Wednesday, January 17, 2007

How to Deal: Movie and Book Comparison

How to Deal is based on two books by Sarah Dessen, That Summer and Someone Like You. Since the books share almost nothing material, the movie is an amalgam of both. Although, thinking of it now, Someone Like You's content made it more in the movie. Since the movie was based on the books, rather than having a 'based on screenplay' book or novel, the movie 'tie-in' is a compendium of both books. And being the cheapskate I am, I bought that rather than buying two separate books.
The hard thing about the books was that it was about two girls growing up and the changes, both to themselves and the people around them while in the movie it was only one girl . The books has a lot of internal dialogs that the lead characters expresses their feelings through. The standard mechanism for this would either be narration or a dairy where the feeling are taken down. But that does not translate well in movies, especially teen movies. Time and attention span is limited. So the decision was to make the two characters into one. However, in the book, both girls were different from each other. Sure, the story was about growing up and both girls did that but in different ways. That made the movie's character slightly muddled.
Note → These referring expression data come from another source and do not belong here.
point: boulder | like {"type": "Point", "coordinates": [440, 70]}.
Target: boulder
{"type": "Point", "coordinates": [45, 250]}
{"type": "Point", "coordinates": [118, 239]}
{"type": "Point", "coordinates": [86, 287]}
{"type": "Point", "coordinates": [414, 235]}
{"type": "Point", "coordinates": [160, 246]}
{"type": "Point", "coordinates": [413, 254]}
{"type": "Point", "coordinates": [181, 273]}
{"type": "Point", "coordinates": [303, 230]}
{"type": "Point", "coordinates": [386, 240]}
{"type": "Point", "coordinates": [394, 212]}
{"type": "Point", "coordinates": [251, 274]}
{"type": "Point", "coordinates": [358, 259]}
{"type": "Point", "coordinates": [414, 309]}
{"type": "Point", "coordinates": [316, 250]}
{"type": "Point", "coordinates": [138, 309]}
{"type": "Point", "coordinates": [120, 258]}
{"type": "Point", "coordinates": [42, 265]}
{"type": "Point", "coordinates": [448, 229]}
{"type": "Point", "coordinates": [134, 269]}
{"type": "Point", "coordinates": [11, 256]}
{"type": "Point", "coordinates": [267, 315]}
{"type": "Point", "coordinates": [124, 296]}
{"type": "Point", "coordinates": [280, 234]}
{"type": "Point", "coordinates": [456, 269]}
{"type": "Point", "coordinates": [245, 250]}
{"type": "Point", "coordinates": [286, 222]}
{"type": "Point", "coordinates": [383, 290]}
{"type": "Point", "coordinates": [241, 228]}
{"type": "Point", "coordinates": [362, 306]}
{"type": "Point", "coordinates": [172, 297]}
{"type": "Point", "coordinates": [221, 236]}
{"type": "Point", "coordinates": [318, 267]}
Transposed were too, the situations that both girls faced with their family and friends. The books deal with the girls' reactions to changes around them, in their own way. The movie keeps the situations that the family and friends, takes the reactions of both girls and give them to the central character in the movie. Which makes it harder to understand and relate to the character's reactions. While each set of reactions match to the given situation, when combined it makes the central character unstable. While not schizophrenia, it does sort come close. This ultimately sinks the movie.
If you do happen to see the How to Deal 'book' on the racks at the local bookstore and have read both books separately, browse through the author's introduction where the author put her 2cents worth on the movie. This is a rarity because most of the time writers are apologetic about the screenplay based on their books because a) they got paid to be nice and b)they pity the person who had to distill their multi-dimension, intellect stimulating writing to something people can sit still for an hour and a half.
And they get paid some. Not much though. To give you an idea, try and figure out why there is no Forrest Gump 2. In the introduction, Sarah is honest and offers her story as what they are: source materials.
So if you are either fan of the book or the movie, complete the experience by watching the other. Worth it.